When Apple announced three different iPhone models back in September, the cheapest of the trio was the iPhone XR. That device was announced alongside the iPhone XS and XS Max, but didn't ship until late October. More recently a teardown of the iPhone XR found that the smartphone uses hybrid iPhone 8 and iPhone XS internals offering iPhone XS levels of performance for less money and with reportedly better battery life. Despite being cheaper than the XS, the iPhone XR is a $749 "entry-level" smartphone, and early reports allege that it isn't selling well.
A new report claims that Apple has told three separate iPhone XR suppliers to either reduce expectations for orders or to eliminate manufacturing lines for the device. According to that report, Apple has told Foxconn and Pegatron, its two main suppliers, to stop plans for any additional production lines for the iPhone XR. Foxconn had prepared 60 production lines for iPhone XR assembly but was only using 45 of them; Apple has now allegedly told Foxconn to eliminate the other production lines.
Smaller Apple supplier Wistron was reportedly told to eliminate all expectations of producing iPhone XR models; Apple had previously told the supplier to stand by for rush orders according to the report. If accurate, these reports sound very similar to what Apple did with the iPhone 5C years back when the device launched to moderate demand and orders were reduced a month after its launch. Apple has stated that overall sales for the holiday season will be lower than expected; that warning comes after Apple announced it would no longer offer numbers on iPhone sales for the quarter.

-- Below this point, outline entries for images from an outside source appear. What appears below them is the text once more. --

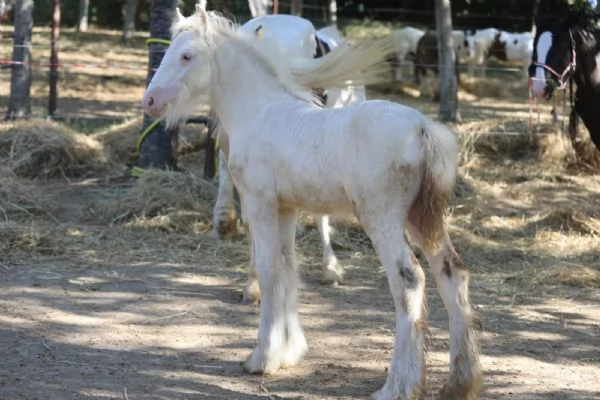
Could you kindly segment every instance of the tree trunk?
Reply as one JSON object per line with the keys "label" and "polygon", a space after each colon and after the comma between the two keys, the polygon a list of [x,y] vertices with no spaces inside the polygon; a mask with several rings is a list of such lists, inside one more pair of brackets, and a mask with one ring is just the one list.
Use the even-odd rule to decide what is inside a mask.
{"label": "tree trunk", "polygon": [[123,40],[128,41],[135,34],[135,12],[137,0],[127,0],[125,5],[125,18],[123,22]]}
{"label": "tree trunk", "polygon": [[90,12],[90,0],[79,0],[79,20],[77,32],[87,32],[87,20]]}
{"label": "tree trunk", "polygon": [[292,0],[292,15],[302,16],[302,0]]}
{"label": "tree trunk", "polygon": [[[178,0],[152,0],[150,4],[150,37],[156,39],[171,39],[170,27]],[[154,76],[154,71],[160,65],[167,46],[152,43],[149,45],[148,77],[146,85]],[[153,119],[144,115],[142,131],[152,124]],[[178,129],[166,129],[160,123],[148,133],[142,142],[136,166],[140,168],[177,168],[177,139]]]}
{"label": "tree trunk", "polygon": [[31,114],[31,30],[33,0],[17,0],[14,8],[15,36],[10,76],[10,99],[6,119],[27,118]]}
{"label": "tree trunk", "polygon": [[248,0],[252,18],[269,13],[269,0]]}
{"label": "tree trunk", "polygon": [[60,0],[52,0],[52,39],[50,45],[50,94],[48,115],[54,116],[58,98],[58,43],[60,41]]}
{"label": "tree trunk", "polygon": [[460,120],[458,111],[458,69],[452,38],[450,0],[435,0],[435,22],[439,60],[439,118],[443,122]]}

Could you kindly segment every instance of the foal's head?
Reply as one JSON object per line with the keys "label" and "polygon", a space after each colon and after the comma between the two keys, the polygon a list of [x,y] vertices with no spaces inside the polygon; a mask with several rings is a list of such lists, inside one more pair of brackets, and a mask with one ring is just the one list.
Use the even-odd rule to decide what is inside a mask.
{"label": "foal's head", "polygon": [[542,16],[536,19],[532,63],[529,76],[533,94],[549,99],[556,88],[564,88],[571,76],[579,73],[578,61],[594,57],[598,17],[587,12],[560,19]]}
{"label": "foal's head", "polygon": [[177,9],[171,27],[173,41],[142,98],[147,114],[164,117],[168,125],[173,125],[192,114],[199,100],[207,98],[212,18],[203,5],[197,5],[196,13],[188,18]]}

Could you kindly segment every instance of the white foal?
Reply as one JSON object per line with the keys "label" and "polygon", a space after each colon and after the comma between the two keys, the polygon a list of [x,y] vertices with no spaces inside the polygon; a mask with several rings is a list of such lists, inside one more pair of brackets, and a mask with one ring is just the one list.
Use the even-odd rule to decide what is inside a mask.
{"label": "white foal", "polygon": [[298,316],[297,210],[348,212],[373,241],[396,308],[394,351],[375,399],[414,399],[425,379],[425,275],[406,231],[423,249],[448,310],[450,368],[440,397],[476,398],[482,373],[469,273],[445,228],[457,138],[388,101],[318,107],[301,86],[343,85],[385,60],[387,45],[339,46],[309,60],[274,57],[256,42],[197,6],[175,22],[142,99],[145,112],[176,124],[208,95],[228,133],[229,170],[252,230],[262,292],[258,345],[245,368],[274,373],[307,350]]}
{"label": "white foal", "polygon": [[[267,46],[275,45],[283,54],[313,58],[319,52],[328,53],[331,49],[342,44],[339,31],[335,26],[329,26],[315,31],[312,23],[304,18],[277,14],[265,15],[251,19],[241,25],[240,30],[249,34],[256,33]],[[268,49],[267,49],[268,50]],[[319,50],[319,51],[318,51]],[[320,54],[322,55],[322,54]],[[347,85],[343,88],[332,87],[326,91],[325,107],[344,107],[356,101],[366,99],[364,85]],[[219,133],[221,148],[227,147],[226,133]],[[215,238],[237,233],[237,215],[233,197],[234,184],[227,168],[227,152],[219,152],[219,189],[213,209],[213,232]],[[326,283],[342,283],[344,269],[331,246],[329,216],[317,215],[317,227],[323,248],[322,279]],[[255,303],[260,300],[260,290],[256,281],[253,260],[250,262],[248,282],[242,292],[242,299],[246,303]]]}

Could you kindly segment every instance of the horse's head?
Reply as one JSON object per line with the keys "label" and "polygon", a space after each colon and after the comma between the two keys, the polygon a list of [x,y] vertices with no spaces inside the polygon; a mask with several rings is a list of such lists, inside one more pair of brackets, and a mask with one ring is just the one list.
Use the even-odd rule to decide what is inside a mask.
{"label": "horse's head", "polygon": [[[535,96],[552,97],[556,88],[564,88],[576,72],[577,55],[590,48],[597,30],[595,14],[580,12],[566,18],[543,16],[536,19],[532,63],[529,76]],[[587,32],[587,33],[585,33]]]}
{"label": "horse's head", "polygon": [[144,112],[173,125],[206,98],[211,80],[208,30],[209,15],[202,5],[187,18],[177,9],[171,27],[173,41],[142,98]]}

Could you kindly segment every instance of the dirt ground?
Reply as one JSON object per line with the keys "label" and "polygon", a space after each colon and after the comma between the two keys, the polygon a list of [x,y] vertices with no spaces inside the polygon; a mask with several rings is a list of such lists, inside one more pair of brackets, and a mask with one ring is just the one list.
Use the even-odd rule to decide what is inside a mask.
{"label": "dirt ground", "polygon": [[[91,85],[102,97],[94,101],[83,100],[92,78],[73,78],[73,97],[59,104],[78,110],[86,101],[89,112],[122,109],[133,118],[143,89],[126,78],[112,92]],[[525,135],[523,85],[496,81],[508,97],[461,92],[464,121],[454,128],[463,160],[449,218],[484,321],[481,398],[600,399],[600,175],[572,157],[545,159],[547,137],[535,131],[548,130],[548,106]],[[370,94],[437,111],[410,88]],[[277,375],[248,375],[240,362],[256,343],[258,307],[240,302],[247,241],[209,237],[215,184],[198,177],[200,153],[182,156],[183,173],[119,179],[125,160],[114,154],[124,149],[111,132],[135,140],[136,124],[91,135],[101,150],[80,157],[97,158],[84,173],[69,169],[80,150],[52,170],[35,168],[33,153],[17,154],[32,125],[57,135],[68,128],[0,124],[0,139],[13,138],[8,147],[0,140],[8,167],[0,169],[0,399],[364,399],[380,388],[394,309],[360,228],[334,222],[347,279],[324,286],[318,234],[305,218],[298,253],[309,352]],[[30,164],[33,172],[24,173]],[[433,399],[447,376],[448,323],[424,269],[431,340],[422,398]]]}

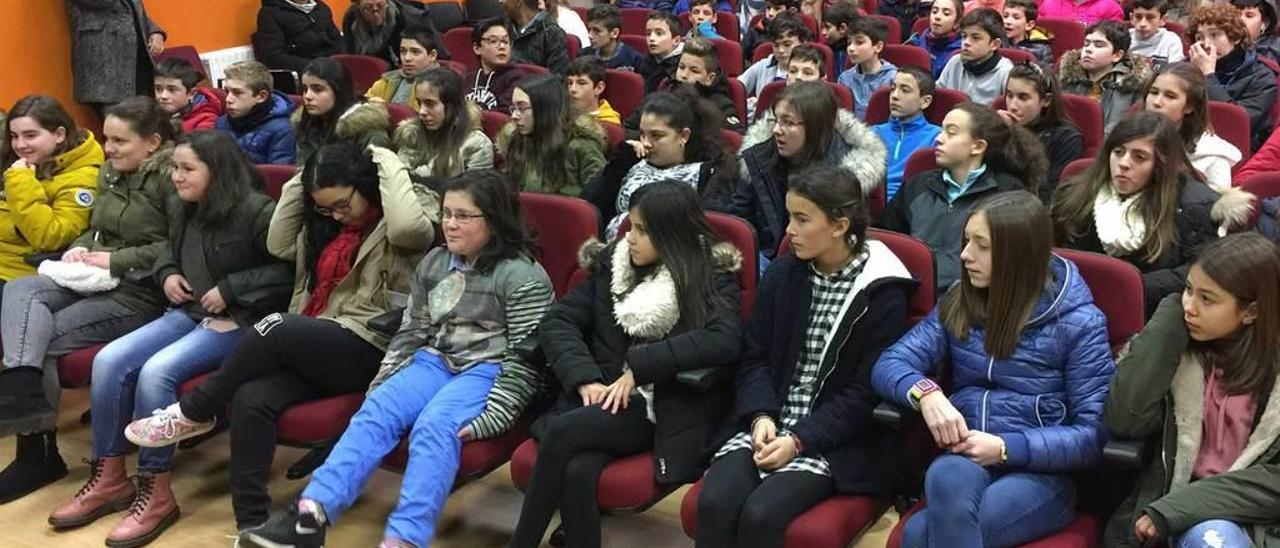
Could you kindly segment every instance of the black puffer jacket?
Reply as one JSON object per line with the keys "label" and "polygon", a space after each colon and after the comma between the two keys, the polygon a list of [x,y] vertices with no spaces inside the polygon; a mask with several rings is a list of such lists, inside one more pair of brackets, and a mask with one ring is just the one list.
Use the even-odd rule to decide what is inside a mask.
{"label": "black puffer jacket", "polygon": [[273,69],[302,73],[307,61],[342,51],[342,35],[333,24],[333,12],[316,0],[311,13],[303,13],[289,0],[262,0],[253,33],[253,55]]}
{"label": "black puffer jacket", "polygon": [[[678,330],[680,307],[669,274],[637,279],[626,243],[588,242],[580,252],[590,278],[557,302],[538,328],[538,342],[556,371],[556,407],[534,424],[582,405],[577,387],[612,383],[631,366],[637,385],[654,389],[654,472],[658,483],[689,483],[707,467],[707,449],[727,407],[726,394],[677,383],[682,370],[732,366],[741,352],[737,270],[742,254],[728,243],[712,248],[716,307],[707,325]],[[621,246],[621,247],[620,247]],[[626,297],[620,297],[622,293]],[[623,326],[626,324],[626,326]]]}

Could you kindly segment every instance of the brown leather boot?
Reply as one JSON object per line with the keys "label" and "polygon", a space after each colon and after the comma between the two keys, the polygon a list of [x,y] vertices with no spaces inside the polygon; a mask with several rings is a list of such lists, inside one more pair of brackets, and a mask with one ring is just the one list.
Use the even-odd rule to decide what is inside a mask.
{"label": "brown leather boot", "polygon": [[128,510],[133,503],[133,483],[124,475],[123,456],[84,462],[90,465],[88,481],[49,515],[49,525],[54,529],[88,525],[108,513]]}
{"label": "brown leather boot", "polygon": [[106,535],[111,548],[146,545],[178,521],[178,501],[169,487],[169,472],[138,472],[138,496],[129,513]]}

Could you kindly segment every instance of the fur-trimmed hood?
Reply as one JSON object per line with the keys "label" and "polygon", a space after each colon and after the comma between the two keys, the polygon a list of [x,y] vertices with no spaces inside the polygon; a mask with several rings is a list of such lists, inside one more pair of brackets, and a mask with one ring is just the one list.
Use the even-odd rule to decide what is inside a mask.
{"label": "fur-trimmed hood", "polygon": [[1220,195],[1210,210],[1210,218],[1217,225],[1217,234],[1226,236],[1248,227],[1253,220],[1257,197],[1238,187],[1226,188]]}
{"label": "fur-trimmed hood", "polygon": [[[1204,367],[1193,352],[1183,353],[1170,387],[1174,397],[1174,424],[1178,430],[1178,448],[1174,452],[1174,470],[1170,492],[1192,480],[1196,457],[1203,440],[1204,423]],[[1231,463],[1229,471],[1243,470],[1268,453],[1280,438],[1280,383],[1271,387],[1271,396],[1261,420],[1249,434],[1244,451]]]}
{"label": "fur-trimmed hood", "polygon": [[[303,110],[306,109],[293,111],[291,120],[294,128],[302,122]],[[390,128],[392,119],[387,111],[387,105],[374,101],[357,101],[338,117],[338,124],[334,127],[333,134],[338,140],[347,141],[375,131],[389,132]]]}
{"label": "fur-trimmed hood", "polygon": [[[1089,74],[1080,65],[1080,50],[1071,50],[1062,55],[1059,64],[1059,79],[1064,88],[1092,87]],[[1147,82],[1155,77],[1147,59],[1140,55],[1125,55],[1111,67],[1111,70],[1102,77],[1102,87],[1112,88],[1123,93],[1137,93],[1147,87]]]}
{"label": "fur-trimmed hood", "polygon": [[[763,117],[751,124],[746,136],[742,137],[741,150],[772,140],[773,124],[772,115]],[[888,152],[884,149],[884,142],[870,127],[859,122],[854,113],[841,109],[836,113],[835,137],[831,140],[827,157],[838,159],[837,165],[858,178],[864,196],[884,184]],[[741,164],[740,172],[748,173],[745,163]]]}

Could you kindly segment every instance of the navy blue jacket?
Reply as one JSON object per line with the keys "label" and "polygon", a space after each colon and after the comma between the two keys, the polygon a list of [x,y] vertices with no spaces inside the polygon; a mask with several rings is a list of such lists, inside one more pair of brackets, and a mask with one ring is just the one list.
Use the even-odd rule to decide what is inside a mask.
{"label": "navy blue jacket", "polygon": [[[831,463],[837,492],[890,494],[899,485],[901,466],[893,434],[872,417],[879,398],[870,389],[870,370],[902,334],[906,293],[914,280],[888,247],[876,241],[868,246],[870,257],[855,283],[855,296],[837,318],[822,356],[813,412],[792,431],[804,443],[805,456],[823,456]],[[804,347],[812,271],[794,254],[780,256],[765,270],[721,444],[749,429],[759,414],[778,420]]]}
{"label": "navy blue jacket", "polygon": [[[1007,467],[1060,472],[1102,457],[1102,403],[1115,374],[1107,319],[1071,261],[1051,259],[1053,282],[1032,311],[1014,355],[983,350],[986,330],[957,339],[938,310],[881,355],[872,384],[909,406],[908,391],[950,360],[951,405],[970,429],[1000,435]],[[803,439],[803,438],[801,438]]]}
{"label": "navy blue jacket", "polygon": [[230,133],[239,143],[241,150],[248,155],[248,161],[291,165],[293,155],[297,152],[293,141],[293,124],[289,122],[289,115],[293,114],[293,101],[279,91],[273,91],[268,100],[271,101],[271,115],[266,122],[243,133],[237,133],[232,129],[229,115],[223,114],[218,117],[214,127],[220,132]]}

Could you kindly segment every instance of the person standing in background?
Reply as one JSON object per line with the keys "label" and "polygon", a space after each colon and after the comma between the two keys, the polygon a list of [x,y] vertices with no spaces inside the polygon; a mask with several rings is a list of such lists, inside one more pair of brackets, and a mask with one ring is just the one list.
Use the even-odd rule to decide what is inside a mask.
{"label": "person standing in background", "polygon": [[142,0],[63,0],[72,31],[72,74],[76,102],[101,118],[108,106],[137,95],[151,95],[155,63],[165,32]]}

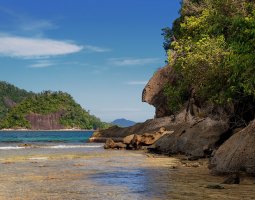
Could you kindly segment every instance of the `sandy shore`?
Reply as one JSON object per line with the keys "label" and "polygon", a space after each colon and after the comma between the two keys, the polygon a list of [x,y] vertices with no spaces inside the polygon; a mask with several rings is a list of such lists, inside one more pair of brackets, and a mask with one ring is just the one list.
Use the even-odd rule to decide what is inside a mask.
{"label": "sandy shore", "polygon": [[101,148],[0,151],[0,199],[254,199],[254,178],[209,189],[206,160]]}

As for why demand for the iPhone XR is low, it could be that many Apple fans who wanted an iPhone went with the iPhone XS with its starting price of $999. Shoppers wanting a more economical device potentially saw the iPhone XR as overpriced, and either kept their old iPhones, chose cheaper iPhone 8 models, or moved to Android. Some iPhone fans have complained that the iPhone XR is too large preferring a device sized like the iPhone SE that is easily pocketable; Apple's new iPhone line has no smaller screen devices.